Crohn's disease itself and treatments for the disease are associated with medical comorbidities. Preventive measures can mitigate these complications. Patients with Crohn's disease are at increased risk of cancer, osteoporosis, anemia, nutritional deficiencies, depression, infection, and thrombotic events^16,41 (Table 8^16,41–51 and eTable B).
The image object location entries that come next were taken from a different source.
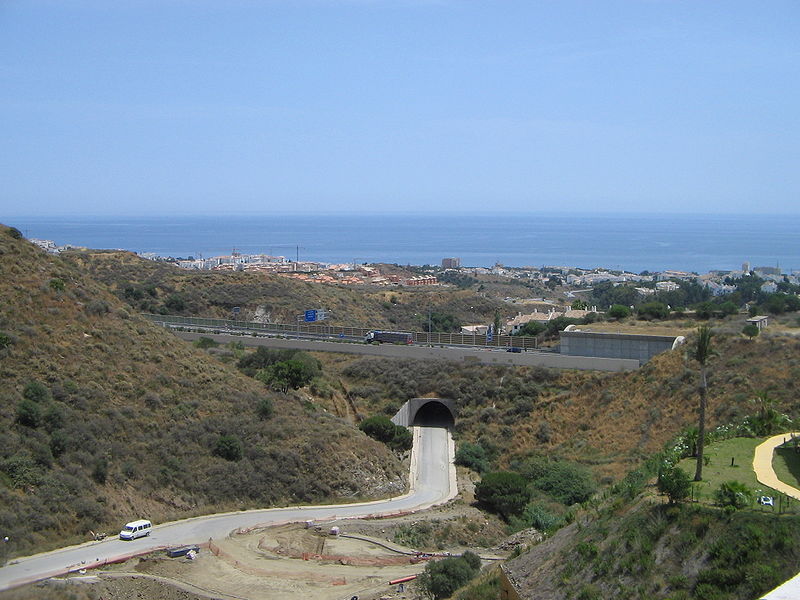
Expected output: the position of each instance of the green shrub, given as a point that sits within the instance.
(619, 311)
(381, 428)
(205, 342)
(443, 577)
(503, 492)
(653, 310)
(29, 413)
(487, 588)
(282, 376)
(37, 391)
(563, 481)
(674, 482)
(98, 308)
(734, 494)
(751, 330)
(5, 340)
(536, 515)
(229, 447)
(265, 408)
(472, 456)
This article updates previous articles on this topic by Botoman, et al.⁵² ; Feller, et al.⁵³; Knutson, et al.⁵⁴; and Wilkins, et al.¹

Data Sources: We searched the National Guideline Clearinghouse using the term Crohn disease; PubMed was searched using the terms Crohn disease and cost United States, prevalence of Crohn disease, and Crohn disease AND prevalence AND United States, and using the Clinical Queries function with the term Crohn's Disease. Also searched were the Cochrane database and Bandolier database using the term Crohn's, and the Institute for Clinical Systems Improvement database for the term Crohn disease. Essential Evidence was also searched. Search dates: November 1, 2016, through July 2, 2018.